Source code for ibm_watsonx_ai.foundation_models.ilab.synthetic_data

#  -----------------------------------------------------------------------------------------
#  (C) Copyright IBM Corp. 2025.
#  https://opensource.org/licenses/BSD-3-Clause
#  -----------------------------------------------------------------------------------------

from __future__ import annotations

import json
from typing import TYPE_CHECKING
import logging

from ibm_watsonx_ai.foundation_models.ilab.helper import wait_for_run_finish, BaseRuns
from ibm_watsonx_ai.foundation_models.ilab.taxonomies import Taxonomy
from ibm_watsonx_ai.helpers.connections import DataConnection
from ibm_watsonx_ai.wml_client_error import WMLClientError
from ibm_watsonx_ai.wml_resource import WMLResource

if TYPE_CHECKING:
    from ibm_watsonx_ai import APIClient



[docs]
class SyntheticDataGeneration:
    """Class of InstructLab synthetic data generation run."""

    id: str

    def __init__(self, name: str, api_client: APIClient) -> None:
        self.name = name
        self._client = api_client
        self._href_definitions = self._client.service_instance._href_definitions


[docs]
    def get_results_reference(self) -> DataConnection:
        """Get results reference to generated synthetic data.

        :returns: data connection to generated synthetic data
        :rtype: DataConnection
        """
        return DataConnection.from_dict(
            self.get_run_details()["entity"]["results_reference"]
        )



[docs]
    def get_run_details(self) -> dict:
        """Get synthetic data generation details

        :return: details of synthetic data generation
        :rtype: dict
        """
        if self.id is None:
            raise WMLClientError("Run in not started, operation cannot be performed.")

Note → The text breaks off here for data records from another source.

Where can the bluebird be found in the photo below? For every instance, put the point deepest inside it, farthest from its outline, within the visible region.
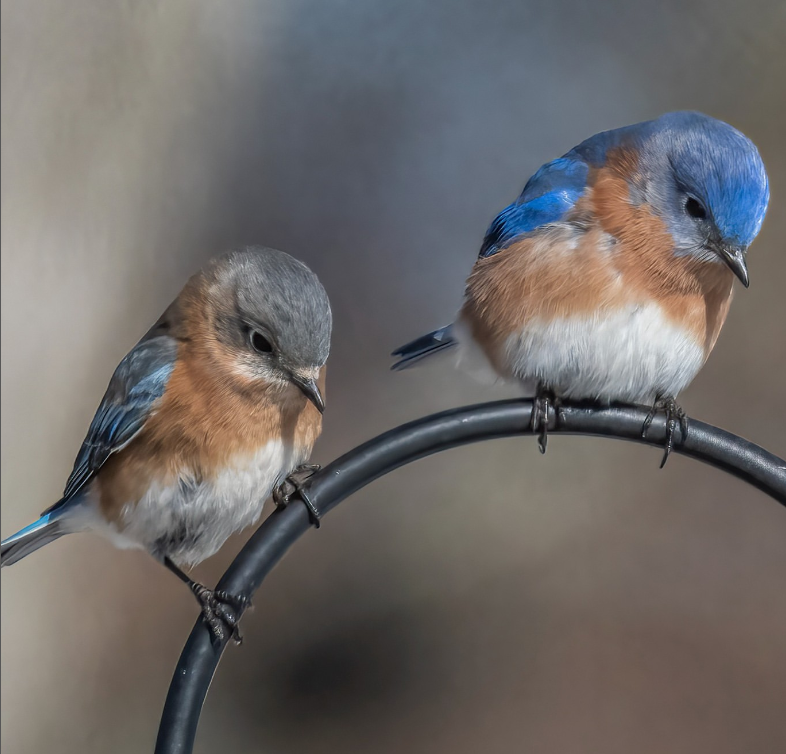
(610, 277)
(217, 405)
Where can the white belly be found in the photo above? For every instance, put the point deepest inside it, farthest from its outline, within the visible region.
(630, 355)
(190, 519)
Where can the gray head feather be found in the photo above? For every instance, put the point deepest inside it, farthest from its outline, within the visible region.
(276, 293)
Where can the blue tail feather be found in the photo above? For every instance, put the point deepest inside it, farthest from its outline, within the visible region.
(41, 532)
(424, 346)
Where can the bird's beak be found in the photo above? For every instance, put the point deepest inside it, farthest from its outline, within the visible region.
(734, 257)
(311, 390)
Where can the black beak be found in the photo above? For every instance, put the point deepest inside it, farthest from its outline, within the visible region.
(310, 389)
(734, 257)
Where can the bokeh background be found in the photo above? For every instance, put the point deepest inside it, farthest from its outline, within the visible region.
(488, 599)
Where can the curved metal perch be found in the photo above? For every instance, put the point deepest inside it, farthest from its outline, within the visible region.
(398, 447)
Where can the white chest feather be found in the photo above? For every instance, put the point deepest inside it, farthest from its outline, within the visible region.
(630, 355)
(191, 519)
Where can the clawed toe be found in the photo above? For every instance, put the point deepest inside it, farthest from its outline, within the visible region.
(295, 485)
(544, 401)
(674, 415)
(218, 611)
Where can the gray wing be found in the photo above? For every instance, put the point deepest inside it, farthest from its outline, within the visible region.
(137, 384)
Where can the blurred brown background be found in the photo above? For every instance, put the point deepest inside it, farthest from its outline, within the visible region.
(488, 599)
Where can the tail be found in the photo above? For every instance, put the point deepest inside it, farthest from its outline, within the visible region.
(47, 529)
(425, 345)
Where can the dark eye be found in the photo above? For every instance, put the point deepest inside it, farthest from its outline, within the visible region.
(260, 343)
(694, 209)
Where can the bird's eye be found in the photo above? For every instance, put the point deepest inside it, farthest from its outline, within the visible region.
(694, 209)
(260, 343)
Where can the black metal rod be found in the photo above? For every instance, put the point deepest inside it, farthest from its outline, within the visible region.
(403, 445)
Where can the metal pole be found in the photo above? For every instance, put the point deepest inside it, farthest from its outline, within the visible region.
(403, 445)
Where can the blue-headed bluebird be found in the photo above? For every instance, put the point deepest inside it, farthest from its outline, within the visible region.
(215, 407)
(610, 277)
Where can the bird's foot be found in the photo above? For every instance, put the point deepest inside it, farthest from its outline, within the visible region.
(544, 401)
(674, 414)
(220, 611)
(296, 484)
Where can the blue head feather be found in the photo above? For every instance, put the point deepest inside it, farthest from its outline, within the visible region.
(681, 155)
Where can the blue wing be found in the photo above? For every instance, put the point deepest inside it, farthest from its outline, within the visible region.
(138, 382)
(546, 198)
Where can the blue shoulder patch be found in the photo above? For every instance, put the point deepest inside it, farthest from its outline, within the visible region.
(546, 198)
(138, 382)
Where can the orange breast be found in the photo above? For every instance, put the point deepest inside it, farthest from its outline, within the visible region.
(208, 419)
(607, 255)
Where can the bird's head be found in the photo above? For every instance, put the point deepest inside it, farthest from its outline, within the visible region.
(271, 320)
(706, 181)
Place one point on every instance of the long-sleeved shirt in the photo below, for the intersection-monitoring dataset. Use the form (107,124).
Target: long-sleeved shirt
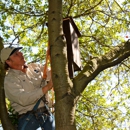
(24,89)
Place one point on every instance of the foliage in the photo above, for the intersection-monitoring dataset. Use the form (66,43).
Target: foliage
(103,24)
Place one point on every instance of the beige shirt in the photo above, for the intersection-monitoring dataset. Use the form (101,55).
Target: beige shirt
(24,90)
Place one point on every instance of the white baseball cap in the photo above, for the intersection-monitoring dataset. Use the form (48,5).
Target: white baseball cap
(7,52)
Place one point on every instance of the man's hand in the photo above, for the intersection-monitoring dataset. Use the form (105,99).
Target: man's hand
(47,87)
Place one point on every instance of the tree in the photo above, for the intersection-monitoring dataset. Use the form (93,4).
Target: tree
(101,24)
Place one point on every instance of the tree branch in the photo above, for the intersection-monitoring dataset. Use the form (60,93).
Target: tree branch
(98,64)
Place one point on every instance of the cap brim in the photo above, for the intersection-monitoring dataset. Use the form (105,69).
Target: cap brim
(18,48)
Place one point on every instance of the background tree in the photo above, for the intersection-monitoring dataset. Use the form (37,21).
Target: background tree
(100,92)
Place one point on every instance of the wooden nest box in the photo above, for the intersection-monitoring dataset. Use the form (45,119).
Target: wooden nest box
(73,53)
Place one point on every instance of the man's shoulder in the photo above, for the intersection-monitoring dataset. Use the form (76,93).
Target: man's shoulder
(34,65)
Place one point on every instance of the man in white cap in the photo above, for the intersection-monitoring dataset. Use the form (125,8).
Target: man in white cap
(25,89)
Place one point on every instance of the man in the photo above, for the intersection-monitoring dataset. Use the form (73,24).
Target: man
(27,91)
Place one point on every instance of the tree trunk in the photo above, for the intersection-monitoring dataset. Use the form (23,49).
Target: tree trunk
(65,106)
(6,123)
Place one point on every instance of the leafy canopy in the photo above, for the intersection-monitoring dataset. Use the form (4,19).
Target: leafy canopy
(103,25)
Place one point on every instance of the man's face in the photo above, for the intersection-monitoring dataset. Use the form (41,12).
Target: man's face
(16,59)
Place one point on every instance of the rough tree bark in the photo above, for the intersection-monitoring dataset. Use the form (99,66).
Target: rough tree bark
(67,92)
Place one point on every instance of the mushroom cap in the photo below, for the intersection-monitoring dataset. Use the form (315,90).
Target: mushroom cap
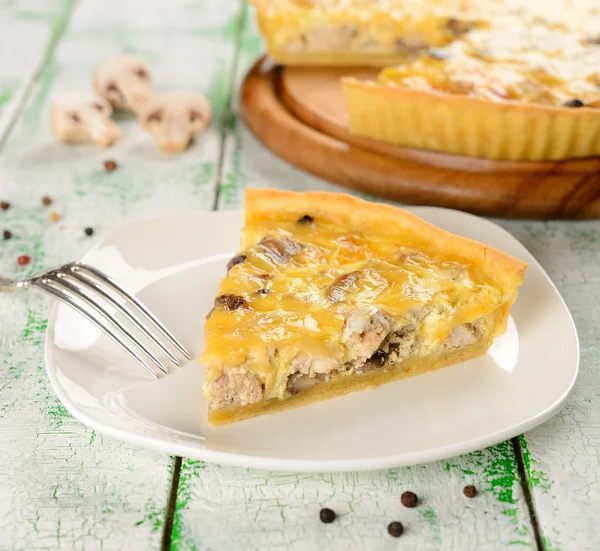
(124,80)
(175,117)
(83,117)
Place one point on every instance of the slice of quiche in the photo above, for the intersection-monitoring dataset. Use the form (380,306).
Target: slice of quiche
(331,294)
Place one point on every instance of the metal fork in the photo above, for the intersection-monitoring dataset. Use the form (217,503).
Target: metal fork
(86,289)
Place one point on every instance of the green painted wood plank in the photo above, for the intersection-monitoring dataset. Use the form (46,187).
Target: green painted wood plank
(42,23)
(239,509)
(63,485)
(561,455)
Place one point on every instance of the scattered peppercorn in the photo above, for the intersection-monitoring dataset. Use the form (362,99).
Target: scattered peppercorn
(237,259)
(378,359)
(231,302)
(409,499)
(327,516)
(575,102)
(470,491)
(306,219)
(110,165)
(395,529)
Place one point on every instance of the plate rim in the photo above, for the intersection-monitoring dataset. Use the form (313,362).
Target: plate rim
(155,443)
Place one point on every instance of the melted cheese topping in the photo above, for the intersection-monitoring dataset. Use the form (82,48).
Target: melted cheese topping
(298,284)
(534,64)
(537,51)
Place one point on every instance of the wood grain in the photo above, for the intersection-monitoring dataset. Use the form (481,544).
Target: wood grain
(62,485)
(298,114)
(66,487)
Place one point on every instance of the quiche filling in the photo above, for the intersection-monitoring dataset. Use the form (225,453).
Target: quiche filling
(345,30)
(312,306)
(532,64)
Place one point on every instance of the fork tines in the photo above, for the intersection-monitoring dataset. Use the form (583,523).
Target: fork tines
(89,291)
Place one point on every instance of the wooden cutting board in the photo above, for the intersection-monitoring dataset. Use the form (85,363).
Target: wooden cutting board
(299,114)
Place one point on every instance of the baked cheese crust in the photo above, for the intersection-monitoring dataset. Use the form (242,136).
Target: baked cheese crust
(331,294)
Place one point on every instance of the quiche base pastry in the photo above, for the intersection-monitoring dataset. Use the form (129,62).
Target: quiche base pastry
(363,32)
(331,294)
(465,125)
(500,79)
(509,92)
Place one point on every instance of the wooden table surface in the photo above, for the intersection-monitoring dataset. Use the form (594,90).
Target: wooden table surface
(64,486)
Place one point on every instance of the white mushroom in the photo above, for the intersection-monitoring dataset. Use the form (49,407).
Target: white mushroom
(174,118)
(83,117)
(124,80)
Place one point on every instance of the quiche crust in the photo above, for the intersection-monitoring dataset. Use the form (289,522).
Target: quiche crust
(359,32)
(332,294)
(477,127)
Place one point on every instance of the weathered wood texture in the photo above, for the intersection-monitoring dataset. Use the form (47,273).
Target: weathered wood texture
(62,485)
(42,23)
(66,487)
(562,455)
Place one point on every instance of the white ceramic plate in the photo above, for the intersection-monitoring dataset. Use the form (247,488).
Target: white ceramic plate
(174,265)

        response = self._client.httpx_client.get(
            url=self._href_definitions.get_synthetic_data_generation_href(self.id),
            params=self._client._params(),
            headers=self._client._get_headers(),
        )

        return self._client.repository._handle_response(
            200, "getting synthetic data generation details", response
        )



[docs]
    def get_run_status(self) -> str:
        """Get synthetic data generation status

        :return: status of synthetic data generation
        :rtype: str
        """
        return self.get_run_details()["entity"].get("status", {}).get("state")



[docs]
    def delete_run(self) -> str:
        """Delete synthetic data generation run"""
        if self.id is None:
            raise WMLClientError("Run in not started, operation cannot be performed.")

        params = self._client._params()
        params["hard_delete"] = "true"

        response = self._client.httpx_client.delete(
            url=self._href_definitions.get_synthetic_data_generation_href(self.id),
            params=params,
            headers=self._client._get_headers(),
        )

        return self._client.repository._handle_response(
            204, "deletion of synthetic data generation", response, json_response=False
        )



[docs]
    def cancel_run(self) -> str:
        """Cancel synthetic data generation run"""
        if self.id is None:
            raise WMLClientError("Run in not started, operation cannot be performed.")

        response = self._client.httpx_client.delete(
            url=self._href_definitions.get_synthetic_data_generation_href(self.id),
            params=self._client._params(),
            headers=self._client._get_headers(),
        )

        return self._client.repository._handle_response(
            204,
            "cancelation of synthetic data generation",
            response,
            json_response=False,
        )





[docs]
class SDGRuns(BaseRuns):
    """Class of InstructLab synthetic generation runs."""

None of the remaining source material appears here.